The time period for the evaluation is limited therefore a consultant is requested to fulfill this task whereby evaluation activities need to be implemented simultaneously and be readily available, fully dedicated to this exercise and equipped to undertake requested multiple tasks. 

The consultant must have relevant experience in evaluations, experience in development and/or humanitarian settings, knowledge of evaluation methodology, and experience and in-depth knowledge of the Lebanese context and Syria crisis.
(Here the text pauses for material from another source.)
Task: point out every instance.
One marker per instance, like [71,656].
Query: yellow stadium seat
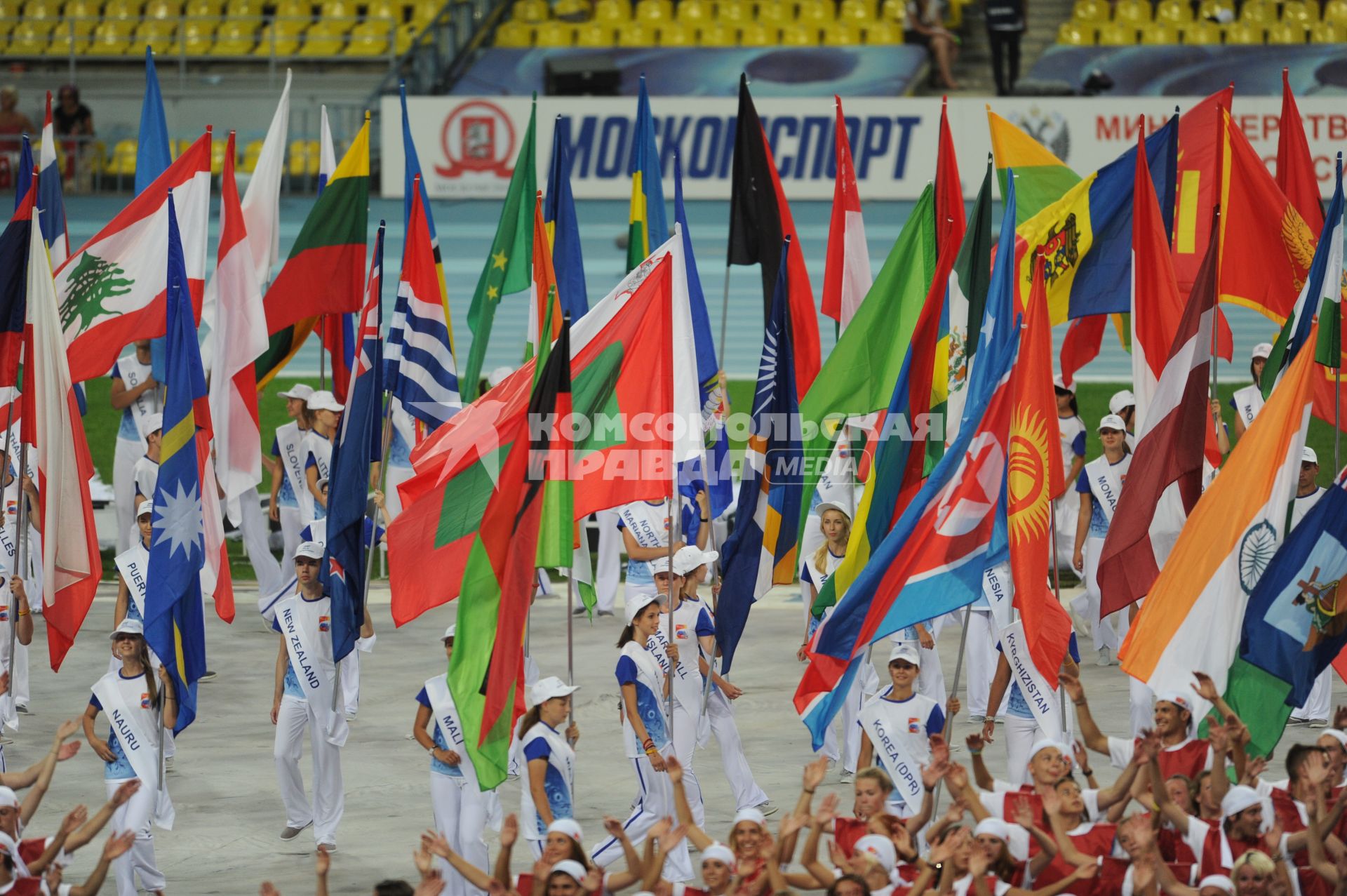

The consultant must offer the following demonstrated expertize and qualifications: 

  • Solid diversity track record and extensive experiences in carrying out evaluations for similar projects,
  • At least 5 years of experience working with international organizations/ UN agencies/ donors,
  • Previous work in evaluation of interventions in humanitarian contexts including familiarity with humanitarian related resources and material,
  • Extensive experience, knowledge, and expertise in the field of emergency response, institutional development, child protection, and gender/GBV
  • Knowledge and understanding of the emergency response, culture and working modalities in Lebanon,
  • Full working knowledge of English and excellent report writing,
  • Knowledge of humanitarian evaluation methods and techniques, including a thorough understanding of data collection, evaluation methodologies and design, and strong qualitative and quantitative research skills, data base management and statistical data analysis,
  • Fully conversant with the principles and working methods of project cycle management,

The consultant demonstrate the following skills:

  • Technical competence
  • Strong project-management skills
  • Excellent critical thinking skills
  • Excellent ability to communicate with stakeholders
  • Flexibility
  • An orientation towards collaboration
  • Action-oriented and evidence based approach and strong drive for results

Guiding Principles, ethics and Values

  • Adherence to IRC Code of conduct, Child Safeguarding practices and confidentiality when interviewing or photographing children.
  • The consultant will also take into account principles of impartiality, independence, objectivity, participation, collaboration, transparency, reliability, privacy, and utility throughout the process.
  • Strong understanding of humanitarian and evaluation ethics and a commitment to ethical working practices.
  • Respect evaluation ethical principles and values such as doing no harm to stakeholders and interviewed persons, avoid distressing people.
  • The consultant should adhere to international best practice standards in evaluation and ethics principles for research and evaluation.

Submission of application

Application should include the following:

  • CV
  • Letter of interest
  • A technical proposal explaining, their comprehension of the, ToR, and how they would approach this assignment, summarizing, the methodologies, and approaches they plan to use including a timeline.
  • Their availability during the fixed dates.